SERGE VALÈNE died a few weeks later, during the mid-August bank holiday. It was nearly a month since he had left his room. The death of his old pupil and the disappearance of Smautf, who had left the building the very next day, had dealt him a terrible blow. He hardly took any food anymore, lost his words, left sentences hanging. Madame Nochère, Elzbieta Orlowska, and Mademoiselle Crespi took turns caring for him, went up to see him two or three times a day, made him a bowl of clear soup, tidied up his bedclothes and pillows, did his laundry, helped him wash and change, and took him to the lavatory at the end of the corridor.

The building was virtually empty. Several of the people who usually didn’t go on holiday, or had stopped going on holidays, were away that year: Madame de Beaumont had been invited to be honorary president at the Alban Berg Festival held in Berlin to commemorate the 90th anniversary of the composer’s birth, the 40th anniversary of his death (and of the Concerto in Memory of an Angel) and the 50th anniversary of the world premiere of Wozzeck; Cinoc, overcoming his fear of flying and of US Immigration, which he thought still happened on Ellis Island, had finally responded to the invitations he had been getting for years from two distant cousins, a Nick Linhaus who owned a nightclub (The Nemo Club) at Dempledorf (Nebraska), and a Bobby Hallowell, a police doctor at Santa Monica (California); Léon Marcia had let his wife and son drag him off to a rented villa near Divonne-les-Bains; and Olivier Gratiolet, despite the very poor state of his leg, had insisted on spending three weeks with his daughter on the Isle of Oléron.

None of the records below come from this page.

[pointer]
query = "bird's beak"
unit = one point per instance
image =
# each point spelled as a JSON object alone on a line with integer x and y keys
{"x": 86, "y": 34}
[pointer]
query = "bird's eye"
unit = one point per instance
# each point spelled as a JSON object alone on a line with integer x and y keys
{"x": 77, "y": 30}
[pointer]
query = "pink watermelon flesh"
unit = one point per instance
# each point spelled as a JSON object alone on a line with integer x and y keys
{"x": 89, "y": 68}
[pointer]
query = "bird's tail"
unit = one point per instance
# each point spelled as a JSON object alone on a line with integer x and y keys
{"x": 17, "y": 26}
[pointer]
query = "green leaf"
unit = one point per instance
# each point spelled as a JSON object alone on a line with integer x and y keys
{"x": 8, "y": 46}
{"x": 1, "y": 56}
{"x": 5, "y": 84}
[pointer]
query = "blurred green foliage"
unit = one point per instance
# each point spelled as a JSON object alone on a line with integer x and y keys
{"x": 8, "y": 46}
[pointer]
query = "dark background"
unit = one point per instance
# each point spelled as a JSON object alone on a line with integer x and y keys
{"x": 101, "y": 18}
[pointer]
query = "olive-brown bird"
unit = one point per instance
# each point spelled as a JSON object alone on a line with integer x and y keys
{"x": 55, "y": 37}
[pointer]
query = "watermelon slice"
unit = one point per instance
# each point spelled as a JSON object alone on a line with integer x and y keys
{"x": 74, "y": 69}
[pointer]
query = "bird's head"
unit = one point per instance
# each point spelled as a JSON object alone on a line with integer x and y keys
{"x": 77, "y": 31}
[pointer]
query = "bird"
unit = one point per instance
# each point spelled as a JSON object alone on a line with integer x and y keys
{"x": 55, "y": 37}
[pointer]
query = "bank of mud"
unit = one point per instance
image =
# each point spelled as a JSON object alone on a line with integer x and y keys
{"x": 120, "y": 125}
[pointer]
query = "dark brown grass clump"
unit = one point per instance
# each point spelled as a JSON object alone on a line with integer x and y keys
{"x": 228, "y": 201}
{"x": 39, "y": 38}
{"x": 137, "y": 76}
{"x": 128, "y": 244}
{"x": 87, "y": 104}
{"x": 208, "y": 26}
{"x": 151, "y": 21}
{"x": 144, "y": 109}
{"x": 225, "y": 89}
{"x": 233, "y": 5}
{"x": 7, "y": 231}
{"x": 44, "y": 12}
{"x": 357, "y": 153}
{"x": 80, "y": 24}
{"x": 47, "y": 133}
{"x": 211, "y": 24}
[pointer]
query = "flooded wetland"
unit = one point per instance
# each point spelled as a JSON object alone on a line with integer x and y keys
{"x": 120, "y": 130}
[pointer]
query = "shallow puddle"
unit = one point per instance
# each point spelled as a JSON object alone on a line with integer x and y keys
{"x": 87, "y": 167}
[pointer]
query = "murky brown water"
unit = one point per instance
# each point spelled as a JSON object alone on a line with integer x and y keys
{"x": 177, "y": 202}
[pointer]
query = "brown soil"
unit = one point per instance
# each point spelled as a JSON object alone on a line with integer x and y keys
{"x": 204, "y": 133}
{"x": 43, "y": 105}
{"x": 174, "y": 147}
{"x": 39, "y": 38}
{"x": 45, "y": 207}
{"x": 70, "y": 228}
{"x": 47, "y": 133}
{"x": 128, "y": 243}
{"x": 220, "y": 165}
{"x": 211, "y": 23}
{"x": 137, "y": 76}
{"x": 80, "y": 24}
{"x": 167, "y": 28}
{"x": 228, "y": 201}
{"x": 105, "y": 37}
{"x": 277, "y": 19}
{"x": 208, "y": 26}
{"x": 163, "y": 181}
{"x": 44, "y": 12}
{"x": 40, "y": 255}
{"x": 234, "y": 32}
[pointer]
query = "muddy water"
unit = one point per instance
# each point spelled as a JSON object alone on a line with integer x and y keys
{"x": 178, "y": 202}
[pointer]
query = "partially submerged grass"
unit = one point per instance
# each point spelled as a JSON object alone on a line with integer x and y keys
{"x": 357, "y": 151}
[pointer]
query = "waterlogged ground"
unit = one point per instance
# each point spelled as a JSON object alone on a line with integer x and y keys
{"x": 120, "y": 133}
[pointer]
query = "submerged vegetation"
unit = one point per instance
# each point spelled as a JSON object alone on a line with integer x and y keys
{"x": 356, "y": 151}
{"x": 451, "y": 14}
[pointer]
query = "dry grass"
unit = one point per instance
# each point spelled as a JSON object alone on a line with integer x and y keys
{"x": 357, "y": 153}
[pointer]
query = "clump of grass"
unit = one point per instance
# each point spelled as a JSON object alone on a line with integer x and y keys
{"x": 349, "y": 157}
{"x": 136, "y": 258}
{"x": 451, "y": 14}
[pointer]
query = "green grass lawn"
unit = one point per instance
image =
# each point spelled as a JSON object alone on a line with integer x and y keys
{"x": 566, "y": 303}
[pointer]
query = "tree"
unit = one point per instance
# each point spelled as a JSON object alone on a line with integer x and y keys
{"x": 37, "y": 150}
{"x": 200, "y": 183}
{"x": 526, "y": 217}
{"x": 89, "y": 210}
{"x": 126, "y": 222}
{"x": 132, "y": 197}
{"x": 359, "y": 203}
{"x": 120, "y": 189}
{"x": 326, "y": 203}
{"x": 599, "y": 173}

Even those who had stayed on at Rue Simon-Crubellier for the month of August took advantage of the long weekend of the fifteenth to get away from Paris for three days: the Pizzicagnolis went to Deauville and took Jane Sutton with them; Elzbieta Orlowska went to see her son at Nivillers, and Madame Nochère left to go to her daughter’s wedding at Amiens.

On Friday the fourteenth of August, the only people left in the building were Madame Moreau, attended day and night by her nurse and Madame Trévins, Mademoiselle Crespi, Madame Albin, and Valène. And when Mademoiselle Crespi went up towards the end of the morning to take the aged artist two boiled eggs and a cup of tea, she found him dead.

He was resting on his bed, fully dressed, peaceful and puffy, with his arms crossed on his chest. A large square canvas with sides over six feet long stood by the window, halving the small area of the maid’s room in which he had spent the largest part of his life. The canvas was practically blank: a few charcoal lines had been carefully drawn, dividing it up into regular square boxes, the sketch of a cross-section of a block of flats which no figure, now, would ever come to inhabit.